According to the opposition, then, we should be mere weeks away from an election — indeed, we should be in an election campaign now, if they’d had their way last Thursday. Moreover, it’s only a few weeks since the opposition argued we were in “virtual caretaker” mode courtesy of the Prime Minister announcing the date of the election.
All of which prompts the question: if the opposition wants to be taken seriously on this, why isn’t it releasing its policies? They are, we are told, all costed and ready to go. Savings measures are locked down, tax cuts prepared and a small number of spending initiatives ready for an alternative government that will “under-promise and over-deliver”.

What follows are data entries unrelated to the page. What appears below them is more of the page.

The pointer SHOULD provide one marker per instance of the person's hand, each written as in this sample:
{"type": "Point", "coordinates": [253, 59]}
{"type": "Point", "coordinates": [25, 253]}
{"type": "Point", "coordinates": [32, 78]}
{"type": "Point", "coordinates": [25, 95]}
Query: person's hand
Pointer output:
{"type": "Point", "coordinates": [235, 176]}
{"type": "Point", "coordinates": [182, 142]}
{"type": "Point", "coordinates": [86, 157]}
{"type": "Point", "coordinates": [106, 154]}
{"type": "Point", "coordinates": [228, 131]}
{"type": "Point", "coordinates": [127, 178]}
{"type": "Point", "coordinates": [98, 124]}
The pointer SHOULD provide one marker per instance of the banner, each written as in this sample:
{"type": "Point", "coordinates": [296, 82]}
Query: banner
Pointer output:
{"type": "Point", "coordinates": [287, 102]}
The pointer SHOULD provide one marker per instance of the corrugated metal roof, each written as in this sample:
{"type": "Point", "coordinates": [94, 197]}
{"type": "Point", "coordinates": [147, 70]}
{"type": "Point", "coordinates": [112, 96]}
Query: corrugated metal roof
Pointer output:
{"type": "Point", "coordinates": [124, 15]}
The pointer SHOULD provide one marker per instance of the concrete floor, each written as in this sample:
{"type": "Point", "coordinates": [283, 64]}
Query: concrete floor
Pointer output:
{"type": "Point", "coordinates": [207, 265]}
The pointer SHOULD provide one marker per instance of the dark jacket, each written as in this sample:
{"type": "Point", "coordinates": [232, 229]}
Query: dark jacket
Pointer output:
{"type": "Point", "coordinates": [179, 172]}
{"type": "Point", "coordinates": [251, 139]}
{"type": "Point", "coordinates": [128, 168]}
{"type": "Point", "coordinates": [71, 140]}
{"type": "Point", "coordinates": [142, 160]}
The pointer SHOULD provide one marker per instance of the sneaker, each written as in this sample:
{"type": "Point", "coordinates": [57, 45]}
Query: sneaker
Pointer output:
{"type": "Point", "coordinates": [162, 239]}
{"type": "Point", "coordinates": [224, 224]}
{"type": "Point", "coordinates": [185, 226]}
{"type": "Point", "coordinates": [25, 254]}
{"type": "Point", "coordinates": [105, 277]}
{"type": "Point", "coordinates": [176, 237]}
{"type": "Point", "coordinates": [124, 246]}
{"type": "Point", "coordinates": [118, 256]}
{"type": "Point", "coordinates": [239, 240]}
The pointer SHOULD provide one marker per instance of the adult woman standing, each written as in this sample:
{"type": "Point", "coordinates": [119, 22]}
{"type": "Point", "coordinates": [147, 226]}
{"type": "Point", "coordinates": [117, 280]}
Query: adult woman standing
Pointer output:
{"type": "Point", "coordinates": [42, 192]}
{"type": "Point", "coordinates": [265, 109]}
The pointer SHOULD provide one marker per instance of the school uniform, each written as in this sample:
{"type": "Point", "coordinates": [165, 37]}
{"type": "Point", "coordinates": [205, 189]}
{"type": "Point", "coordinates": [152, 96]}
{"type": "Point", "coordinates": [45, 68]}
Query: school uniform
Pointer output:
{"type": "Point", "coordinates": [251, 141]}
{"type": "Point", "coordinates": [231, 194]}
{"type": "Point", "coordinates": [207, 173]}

If we’ve reached some sort of watershed moment in the course of this hung Parliament, as the Coalition suggests, then it’s time the Coalition moved on from being the relentlessly negative opposition it has so successfully been, and demonstrate that it is an actual alternative government with a credible economic plan. In particular, how the Coalition resolves the tension between Joe Hockey’s insistence on fiscal rigour and Tony Abbott’s “everyone comes out ahead” magic pudding approach to the budget is of critical importance in terms of economic growth over the next 24 months.
What reason does the Coalition have to be reluctant? Fear of a revitalised Gillard exploiting their sudden boldness? Seriously? It might also be of benefit to Coalition ministers, who have in effect been banned from discussing policy for two-and-a-half years while Abbott effectively prosecuted the case against Labor. Once elected, those atrophied policy skills will have to be deployed.
You can’t govern by relentlessly bagging the opposition, not if you want to get anything done. Shadow ministers having to actually talk about policy, explain, justify it, address the occasional subtlety or counter-intuitive feature, all will improve the performance of a Coalition government once it gets underway.
The alternative, as Labor has demonstrated, is that a refusal to discuss policy when in opposition becomes an inability to sell policy when in government.